L'histoire :
Aventurier dans l’âme, Robinson Crusoé, anglais bien-né en 1632, anéantit les espoirs de son père qui voulait en faire un avocat, pour s’embarquer en 1651 sur un navire marchand à destination des Caraïbes. Il découvre rapidement les joies du mal de mer et réciproquement, des rasades salvatrices de rhum. A peine 7 jours après le départ, alors que le navire longe toujours les côtes anglaises, l’équipage affronte une tempête de tous les diables. Rapidement, une brèche s’ouvre dans la coque. Un canot est mis à la mer, tandis que le vaisseau sombre. Harassés, les membres de l’équipage parviennent à regagner Yarmouth, sains et saufs. Robinson y gagne une réputation de marin maudit. Après quelques semaines passées à Londres à ressasser cette épreuve, il est pourtant décidé à reprendre la mer. Son beau costume et son affabilité lui valent alors d’être accepté comme commensal par le capitaine d’un vaisseau, en route pour un « voyage de Guinée », le long des côtes africaines. Sa mauvaise réputation lui colle pourtant à la peau, telle une malédiction. L’équipage a vent de sa récente infortune et se méfie de lui. Or, après plusieurs jours de délire, en proie à des fièvres tropicales, Robinson sort de sa cabine pour assister aux funérailles du capitaine, aussitôt suivies d’une attaque de pirates…
Ce qu'on en pense sur la planète BD :
La nouvelle collection Ex-Libris dirigée par Jean-David Morvan, propose l’adaptation des « plus grands romans » en bandes dessinées. Ce premier Robinson Crusoé conserve l’intégrité du propos imaginé par Daniel Defoe en 1719 (à ne pas confondre avec la version plus gentillette de Michel Tournier Vendredi ou les limbes du pacifique). Mais l’adaptation ne se départit pas pour autant de la touche personnelle et inhérente de Christophe Gaultier, artiste/auteur judicieusement sélectionné pour l’exercice.

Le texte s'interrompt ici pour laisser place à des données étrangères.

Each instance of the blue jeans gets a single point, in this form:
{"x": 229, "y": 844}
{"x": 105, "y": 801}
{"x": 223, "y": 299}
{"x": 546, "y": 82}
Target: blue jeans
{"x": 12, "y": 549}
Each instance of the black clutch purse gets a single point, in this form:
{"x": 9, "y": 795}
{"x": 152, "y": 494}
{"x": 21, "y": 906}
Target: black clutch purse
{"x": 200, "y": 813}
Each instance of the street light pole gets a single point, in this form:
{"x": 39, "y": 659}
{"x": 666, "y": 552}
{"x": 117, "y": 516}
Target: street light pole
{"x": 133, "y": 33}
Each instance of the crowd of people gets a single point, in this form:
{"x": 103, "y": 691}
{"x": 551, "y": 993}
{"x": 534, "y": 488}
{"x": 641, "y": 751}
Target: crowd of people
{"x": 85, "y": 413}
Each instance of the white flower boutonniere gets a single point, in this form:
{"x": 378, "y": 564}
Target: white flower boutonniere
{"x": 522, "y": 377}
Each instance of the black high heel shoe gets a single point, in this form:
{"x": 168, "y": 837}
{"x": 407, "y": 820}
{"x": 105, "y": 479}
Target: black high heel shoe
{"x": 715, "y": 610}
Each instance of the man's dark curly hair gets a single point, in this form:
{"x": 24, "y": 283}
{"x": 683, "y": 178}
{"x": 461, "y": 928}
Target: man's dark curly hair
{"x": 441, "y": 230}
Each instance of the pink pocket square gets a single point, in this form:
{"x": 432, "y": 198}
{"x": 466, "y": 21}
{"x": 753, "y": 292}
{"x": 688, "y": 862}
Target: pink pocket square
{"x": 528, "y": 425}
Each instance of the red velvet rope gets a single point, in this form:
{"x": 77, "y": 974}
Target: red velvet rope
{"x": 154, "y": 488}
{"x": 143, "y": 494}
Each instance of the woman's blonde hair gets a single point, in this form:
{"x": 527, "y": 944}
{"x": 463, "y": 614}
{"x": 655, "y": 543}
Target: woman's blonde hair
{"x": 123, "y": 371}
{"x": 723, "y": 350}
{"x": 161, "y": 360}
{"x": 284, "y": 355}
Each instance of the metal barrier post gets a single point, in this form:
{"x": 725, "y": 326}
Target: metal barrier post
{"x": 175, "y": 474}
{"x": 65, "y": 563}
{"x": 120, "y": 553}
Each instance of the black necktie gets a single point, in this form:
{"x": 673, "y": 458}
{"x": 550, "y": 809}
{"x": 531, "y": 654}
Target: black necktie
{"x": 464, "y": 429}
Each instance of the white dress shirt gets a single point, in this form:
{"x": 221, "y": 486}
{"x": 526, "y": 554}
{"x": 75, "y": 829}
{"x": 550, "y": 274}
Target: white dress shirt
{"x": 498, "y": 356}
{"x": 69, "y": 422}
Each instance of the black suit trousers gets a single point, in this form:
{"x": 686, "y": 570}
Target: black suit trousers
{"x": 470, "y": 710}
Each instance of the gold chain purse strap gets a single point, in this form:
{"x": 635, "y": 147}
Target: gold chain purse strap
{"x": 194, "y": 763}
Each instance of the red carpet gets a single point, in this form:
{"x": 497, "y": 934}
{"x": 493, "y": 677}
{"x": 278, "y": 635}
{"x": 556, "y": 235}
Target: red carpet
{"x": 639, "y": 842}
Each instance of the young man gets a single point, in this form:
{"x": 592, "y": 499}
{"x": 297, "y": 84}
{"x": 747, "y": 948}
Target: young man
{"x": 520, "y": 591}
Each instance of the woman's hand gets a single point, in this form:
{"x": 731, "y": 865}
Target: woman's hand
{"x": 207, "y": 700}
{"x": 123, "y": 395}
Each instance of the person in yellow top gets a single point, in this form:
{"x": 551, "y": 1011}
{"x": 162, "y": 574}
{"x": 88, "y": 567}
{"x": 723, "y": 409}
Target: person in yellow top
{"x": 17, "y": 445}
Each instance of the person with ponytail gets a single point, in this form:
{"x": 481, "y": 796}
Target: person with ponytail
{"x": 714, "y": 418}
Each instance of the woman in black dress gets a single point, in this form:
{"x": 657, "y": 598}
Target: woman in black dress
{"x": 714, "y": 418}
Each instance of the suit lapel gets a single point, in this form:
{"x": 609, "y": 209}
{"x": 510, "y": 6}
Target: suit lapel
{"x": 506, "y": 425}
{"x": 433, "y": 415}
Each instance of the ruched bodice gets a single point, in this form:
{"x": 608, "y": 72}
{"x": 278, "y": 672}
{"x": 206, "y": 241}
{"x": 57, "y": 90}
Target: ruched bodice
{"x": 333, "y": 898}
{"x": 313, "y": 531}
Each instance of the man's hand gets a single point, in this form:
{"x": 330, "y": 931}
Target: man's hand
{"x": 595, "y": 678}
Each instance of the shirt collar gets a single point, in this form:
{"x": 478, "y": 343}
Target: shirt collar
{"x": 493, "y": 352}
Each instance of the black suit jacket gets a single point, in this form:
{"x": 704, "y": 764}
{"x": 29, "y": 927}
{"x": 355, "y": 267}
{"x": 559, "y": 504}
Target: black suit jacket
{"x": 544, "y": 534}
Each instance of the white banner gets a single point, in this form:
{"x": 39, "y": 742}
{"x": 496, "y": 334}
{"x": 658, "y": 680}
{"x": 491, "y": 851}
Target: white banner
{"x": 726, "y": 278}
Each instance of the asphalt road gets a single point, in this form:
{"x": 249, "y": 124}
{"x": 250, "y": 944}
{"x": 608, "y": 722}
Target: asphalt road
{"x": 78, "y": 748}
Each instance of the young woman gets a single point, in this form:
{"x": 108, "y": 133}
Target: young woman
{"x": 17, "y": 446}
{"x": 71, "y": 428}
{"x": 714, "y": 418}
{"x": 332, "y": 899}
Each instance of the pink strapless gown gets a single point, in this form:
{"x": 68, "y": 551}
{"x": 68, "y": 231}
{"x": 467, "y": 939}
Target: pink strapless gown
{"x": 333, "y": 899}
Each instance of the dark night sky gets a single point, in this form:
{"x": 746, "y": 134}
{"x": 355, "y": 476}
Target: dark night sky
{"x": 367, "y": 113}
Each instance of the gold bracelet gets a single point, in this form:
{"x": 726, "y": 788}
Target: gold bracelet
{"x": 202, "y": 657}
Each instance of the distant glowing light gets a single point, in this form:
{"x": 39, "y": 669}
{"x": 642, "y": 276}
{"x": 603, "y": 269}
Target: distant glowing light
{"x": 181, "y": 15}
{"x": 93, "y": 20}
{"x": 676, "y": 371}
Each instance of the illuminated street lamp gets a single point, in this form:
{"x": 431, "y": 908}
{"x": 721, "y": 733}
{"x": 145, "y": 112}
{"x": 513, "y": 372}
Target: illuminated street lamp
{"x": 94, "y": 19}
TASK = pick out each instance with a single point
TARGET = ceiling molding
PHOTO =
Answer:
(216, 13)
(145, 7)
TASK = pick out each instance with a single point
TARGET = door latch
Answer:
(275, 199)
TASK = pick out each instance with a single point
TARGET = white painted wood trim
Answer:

Pour le fond, ce premier volet prépare l’isolement tropical de Robinson, qui n’est pas encore échoué sur son île déserte. On y découvre sa bonne condition, son désir d’aventure, sa mauvaise réputation et sa farouche volonté d’embrasser un destin extraordinaire. Evidemment, ces aventures maritimes alliées à un style graphique « moderne » rappellent furieusement Issac le pirate de Christophe Blain. Le propos est néanmoins ici moins libertin et intrinsèquement fidèle à l’esprit du roman de Defoe. En ce sens, le travail d’adaptation réalisé par Christophe Gaultier est une vraie réussite et un bel hommage. Bien sûr, il reste le dessin… diversement digérable, en fonction de l’estomac. Indéniablement, Gaultier a sa patte propre, un style bien à lui, tourmenté, hachuré, gribouillé, distordu, sombre, « rauque ». On ne peut s’empêcher de s’interroger, par exemple, sur ces choix de visages aussi volontairement hideux et « rudimentaires ». L’ensemble demeure néanmoins parfaitement lisible, découpé séquentiellement avec beaucoup de savoir-faire, s’appuyant sur un synopsis 3 fois centenaire, qui a largement fait ses preuves.